TUNISIE
12/09/2018 17h:44 CET

Pour la première fois depuis l'indépendance, l'analphabétisme augmente en Tunisie selon le ministre des Affaires sociales

Le taux d’analphabétisme en Tunisie a augmenté de près d'un point entre 2017 et 2018.

Zohra Bensemra / Reuters

19,1%, c’est le taux d’analphabétisme en Tunisie, plus qu’en 2017 (18,2%), a révélé le ministre des Affaires sociales, Mohamed Trabelsi, dans une déclaration accordée à Mosaïque Fm. C’est la première fois depuis l’indépendance que ce chiffre augmente, a-t-il déploré.

Le ministre explique la recrudescence de ce taux par la diminution du budget octroyé à l’alphabétisation et l’apprentissage des adultes mais aussi au nouveau phénomène d’abandon scolaire. “100 à 120 mille élèves quittent les bancs de l’école en Tunisie chaque année, 20% d’entre eux sont susceptibles de redevenir alphabètes”, a-t-il souligné.

Alors que la Tunisie se vantait de la politique de généralisation de l’apprentissage entreprise depuis l’indépendance, la révolution a dévoilé de grandes lacunes structurelles du système pendant ces dernières années. 

Ces dysfonctionnements engendrent des conséquences multiples, parmi elles, le fléau de l’abandon scolaire. 

Les différentes études réalisées sur le terrain concernant les causes de ce phénomènes citent des facteurs sociaux (précarité des familles, analphabétisme des parents, etc) mais aussi des facteurs éducatifs (redoublements successifs, méthodes pédagogiques défaillantes, manque d’effectif enseignant) qui s’ajoutent au manque de transports, les longues distances séparant l’établissement éducatif des domiciles des élèves, etc.

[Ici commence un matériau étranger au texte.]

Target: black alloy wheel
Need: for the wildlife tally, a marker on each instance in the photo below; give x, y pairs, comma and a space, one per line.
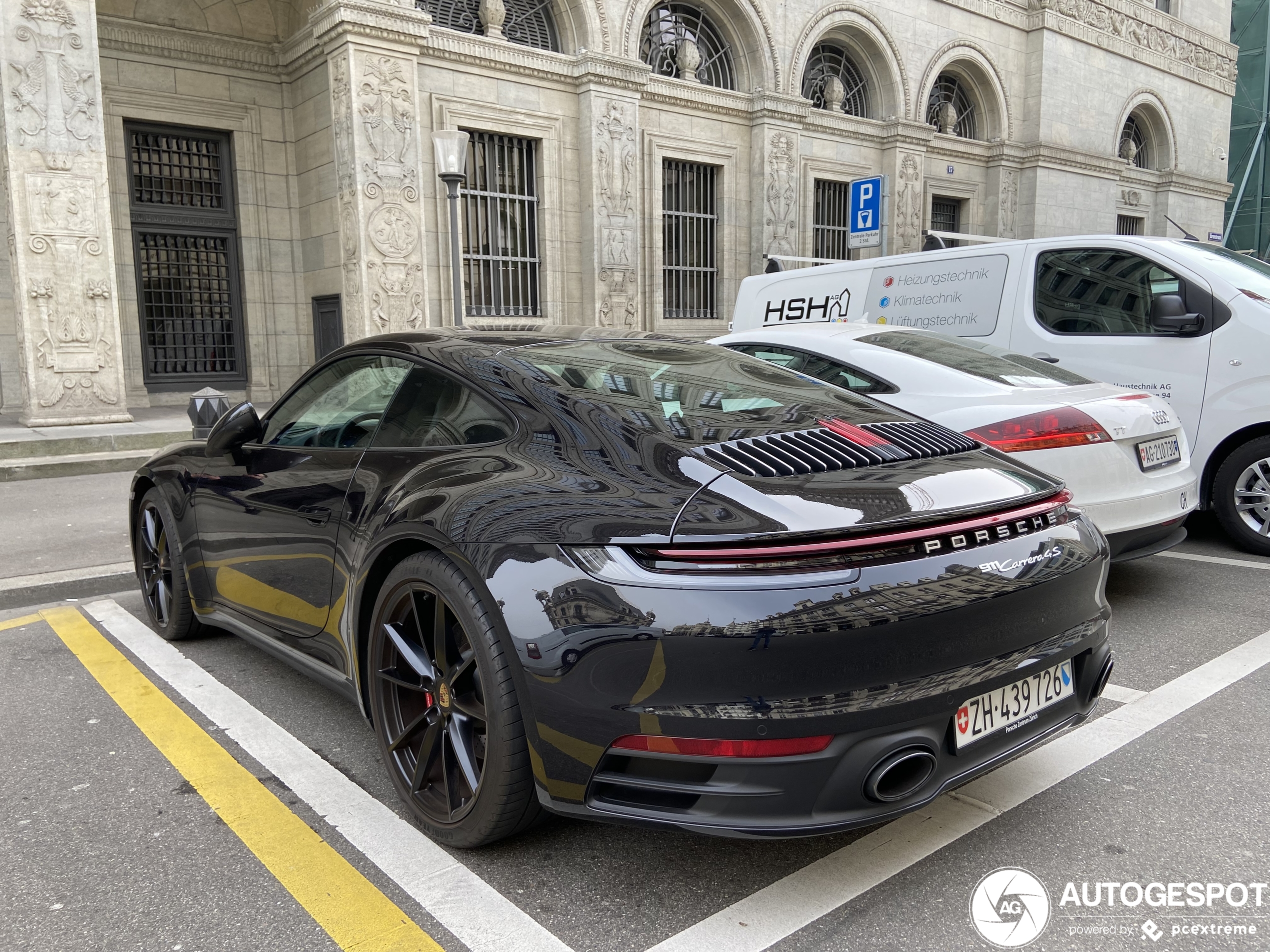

L’abandon scolaire signifie des milliers de jeunes sans emplois et susceptibles de sombrer dans la délinquance. 

Entre-temps, les chiffres sur illettrisme ne cessent de croître chaque année. Des programmes sont conçus entre les ministères de l’Éducation, des Affaires sociales et de la Femme, de la Famille et de l’Enfance (par exemple la promulgation de la loi n° 2017-13 du 13 mars 2017 consacrant l’obligation de la formation professionnelle initiale obligatoire jusqu’à l’âge de dix-huit ans pour chaque jeune qui ne poursuit pas sa scolarité et n’a pas trouvé d’emploi), mais dont l’efficacité reste à prouver tant que les chiffres sont accablants.  

 

 

Selon l’Institut National de la Statistique, le taux d’analphabétisme était de 84,7% en 1956 et n’a cessé de baissé depuis jusqu’à atteindre 19,3% en 2014 et 18,2% en 2017 selon le ministre des Affaires sociales, avant d’augmenter à 19,1% en 2018.